Regulars from the Westwoodside pub saw off the challenge of drinkers from The Loco and Duke William in Haxey for a reasonably straightforward win in the rugby scrum style game which dates from 1359.
This year's contest was only contested between the three pubs after the closure of The King's Arms in Haxey, last year's winner.
Thousands of people turned out for the annual mudbath which sees drinkers attempt to slowly sway the Hood - a cylindrical tube of leather - towards their favoured watering hole.
Right from the off, Westwoodside were determined to seize the initiative and despite some early resistance from Haxey, the Hood was quickly at the edge of the field.
Despite occasional pockets of resistance along the way, once the Hood was onto the road, it was a reasonably straightforward run down to the Carpenters in around two hours with regulars cheering as the prized trophy swept over the pub's step.
The event attracted its biggest crowd for years with visitors from as far afield as Australia watching the muddy madness unfold.
Always held on January 6, the game dates from the 14th century, when Lady de Mowbray, wife of an Isle landowner, John De Mowbray, was out riding towards Westwoodside on the hill that separates it from Haxey.
As she went over the hill her silk riding hood was blown away by the wind.

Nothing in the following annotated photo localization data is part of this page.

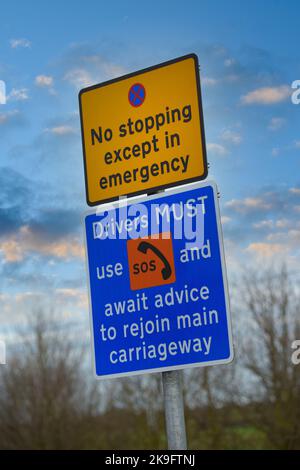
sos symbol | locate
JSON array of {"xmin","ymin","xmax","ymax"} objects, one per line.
[
  {"xmin": 127, "ymin": 234, "xmax": 176, "ymax": 290},
  {"xmin": 133, "ymin": 241, "xmax": 171, "ymax": 279}
]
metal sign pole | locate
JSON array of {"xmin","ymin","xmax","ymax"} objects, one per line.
[
  {"xmin": 162, "ymin": 370, "xmax": 187, "ymax": 450},
  {"xmin": 148, "ymin": 190, "xmax": 187, "ymax": 450}
]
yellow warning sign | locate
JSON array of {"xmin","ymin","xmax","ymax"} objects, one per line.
[{"xmin": 79, "ymin": 54, "xmax": 207, "ymax": 206}]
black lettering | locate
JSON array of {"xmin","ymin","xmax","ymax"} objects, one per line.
[
  {"xmin": 171, "ymin": 157, "xmax": 180, "ymax": 172},
  {"xmin": 141, "ymin": 261, "xmax": 148, "ymax": 273},
  {"xmin": 123, "ymin": 171, "xmax": 132, "ymax": 183},
  {"xmin": 135, "ymin": 119, "xmax": 144, "ymax": 132},
  {"xmin": 182, "ymin": 104, "xmax": 192, "ymax": 122},
  {"xmin": 149, "ymin": 260, "xmax": 156, "ymax": 271},
  {"xmin": 104, "ymin": 128, "xmax": 113, "ymax": 141},
  {"xmin": 160, "ymin": 160, "xmax": 170, "ymax": 175},
  {"xmin": 91, "ymin": 127, "xmax": 102, "ymax": 145},
  {"xmin": 132, "ymin": 144, "xmax": 141, "ymax": 157},
  {"xmin": 91, "ymin": 126, "xmax": 112, "ymax": 145},
  {"xmin": 127, "ymin": 118, "xmax": 134, "ymax": 135},
  {"xmin": 108, "ymin": 173, "xmax": 122, "ymax": 187},
  {"xmin": 104, "ymin": 152, "xmax": 113, "ymax": 164},
  {"xmin": 151, "ymin": 163, "xmax": 159, "ymax": 176},
  {"xmin": 171, "ymin": 108, "xmax": 181, "ymax": 122},
  {"xmin": 119, "ymin": 123, "xmax": 127, "ymax": 137},
  {"xmin": 99, "ymin": 176, "xmax": 108, "ymax": 189},
  {"xmin": 113, "ymin": 149, "xmax": 122, "ymax": 162},
  {"xmin": 133, "ymin": 263, "xmax": 139, "ymax": 275},
  {"xmin": 123, "ymin": 147, "xmax": 131, "ymax": 160},
  {"xmin": 152, "ymin": 134, "xmax": 160, "ymax": 152}
]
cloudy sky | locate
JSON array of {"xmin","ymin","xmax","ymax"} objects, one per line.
[{"xmin": 0, "ymin": 0, "xmax": 300, "ymax": 345}]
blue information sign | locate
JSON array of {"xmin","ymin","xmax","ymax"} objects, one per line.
[{"xmin": 85, "ymin": 181, "xmax": 233, "ymax": 379}]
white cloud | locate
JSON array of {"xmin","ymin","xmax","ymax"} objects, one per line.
[
  {"xmin": 207, "ymin": 142, "xmax": 228, "ymax": 156},
  {"xmin": 275, "ymin": 219, "xmax": 290, "ymax": 228},
  {"xmin": 55, "ymin": 288, "xmax": 88, "ymax": 310},
  {"xmin": 290, "ymin": 187, "xmax": 300, "ymax": 195},
  {"xmin": 7, "ymin": 88, "xmax": 29, "ymax": 101},
  {"xmin": 221, "ymin": 216, "xmax": 231, "ymax": 224},
  {"xmin": 267, "ymin": 227, "xmax": 300, "ymax": 249},
  {"xmin": 102, "ymin": 62, "xmax": 125, "ymax": 78},
  {"xmin": 10, "ymin": 38, "xmax": 31, "ymax": 49},
  {"xmin": 202, "ymin": 77, "xmax": 218, "ymax": 86},
  {"xmin": 246, "ymin": 242, "xmax": 288, "ymax": 258},
  {"xmin": 0, "ymin": 80, "xmax": 6, "ymax": 104},
  {"xmin": 241, "ymin": 85, "xmax": 291, "ymax": 105},
  {"xmin": 63, "ymin": 56, "xmax": 126, "ymax": 90},
  {"xmin": 253, "ymin": 218, "xmax": 291, "ymax": 231},
  {"xmin": 45, "ymin": 125, "xmax": 75, "ymax": 136},
  {"xmin": 64, "ymin": 68, "xmax": 93, "ymax": 89},
  {"xmin": 221, "ymin": 129, "xmax": 242, "ymax": 145},
  {"xmin": 271, "ymin": 141, "xmax": 300, "ymax": 156},
  {"xmin": 226, "ymin": 197, "xmax": 271, "ymax": 214},
  {"xmin": 0, "ymin": 110, "xmax": 20, "ymax": 125},
  {"xmin": 0, "ymin": 226, "xmax": 84, "ymax": 263},
  {"xmin": 35, "ymin": 75, "xmax": 54, "ymax": 87},
  {"xmin": 253, "ymin": 220, "xmax": 274, "ymax": 230},
  {"xmin": 224, "ymin": 58, "xmax": 236, "ymax": 67},
  {"xmin": 268, "ymin": 117, "xmax": 285, "ymax": 131}
]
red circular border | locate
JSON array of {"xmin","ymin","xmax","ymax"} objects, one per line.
[{"xmin": 128, "ymin": 83, "xmax": 146, "ymax": 107}]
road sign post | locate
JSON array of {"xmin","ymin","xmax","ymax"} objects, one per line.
[
  {"xmin": 162, "ymin": 370, "xmax": 187, "ymax": 450},
  {"xmin": 80, "ymin": 55, "xmax": 233, "ymax": 451}
]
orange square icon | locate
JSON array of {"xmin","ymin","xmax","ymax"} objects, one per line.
[{"xmin": 127, "ymin": 232, "xmax": 176, "ymax": 290}]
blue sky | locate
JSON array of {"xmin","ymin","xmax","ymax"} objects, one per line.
[{"xmin": 1, "ymin": 0, "xmax": 300, "ymax": 344}]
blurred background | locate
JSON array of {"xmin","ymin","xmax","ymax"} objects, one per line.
[{"xmin": 1, "ymin": 265, "xmax": 300, "ymax": 449}]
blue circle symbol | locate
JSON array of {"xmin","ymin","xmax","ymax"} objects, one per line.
[{"xmin": 128, "ymin": 83, "xmax": 146, "ymax": 107}]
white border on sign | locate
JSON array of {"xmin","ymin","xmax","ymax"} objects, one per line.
[{"xmin": 83, "ymin": 179, "xmax": 234, "ymax": 380}]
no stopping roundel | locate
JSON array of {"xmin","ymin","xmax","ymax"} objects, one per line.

Thirteen farm workers in the field rushed to help and chased the hood all over the field. It was finally caught by one of the farm workers, but being too shy to hand it back to the lady, he gave it to one of the others to hand back to her.
She thanked the farm worker who had returned the hood and said that he had acted like a Lord, whereas the worker who had actually caught the hood was a Fool.
So amused was she by this act of chivalry and the resulting chase, that she donated 13 acres of land on condition that the chase for the hood would be re-enacted each year.